I am so fed up of people right now. People with their problems and their backstabbing, their jealousy and immaturity, their ignorance and their lies. They say one thing and mean another, I try to give them what they want and it’s never good enough. Some people moan about you not wanting a relationship, where as others shun you for trying.

I am just SICK to the teeth of it. I try and be happy, but it’s seen as selfish, but then I try to please everybody and I end up frustrated. I just try to find a balance, try to make things stable, but I always end up hurting someone.
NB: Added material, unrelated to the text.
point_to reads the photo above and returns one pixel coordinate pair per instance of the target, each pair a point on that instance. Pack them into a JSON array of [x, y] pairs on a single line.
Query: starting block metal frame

I’m not Superwoman, for Thor’s sake.  It’s actually gotten to the point where I’m not even trying anymore, and I’m sort of drawing the ones with the least complications closer. I feel so selfish for doing it, but to be honest, it’s either that or getting my dad’s shotgun. For me or them… that part of the plan is still a bit foggy.

So I’m done with people for a while I think. I’m going to focus on getting the non-social aspects of my life in order, throw myself into designing and creating, maybe start jogging again too. I’m probably going to be a total recluse for the summer, working [hopefully], sleeping and eating. Maybe I’ll buy a snake. I’ll have my own Nagini. I’m a Slytherin, we all know Parseltongue. Fuck people, I’ll just need my snake.

So yeah, it’s a hermit’s life for me. I’ll probably still tweet non-stop about my insomnia, what I’m eating and whether it tastes good, but other than that I’ll be in my room the whole time. Well except for when I need to post things, assuming ‘Why A Taxi’ takes off. Fingers crossed. But I’m getting off the point again.

Anyways, this has been a rant. Don’t get too concerned about it, I’ll probably be a big ball of sunshine tomorrow. Welllll………. Maybe the day after. Or the day after… I digress. Point, what is?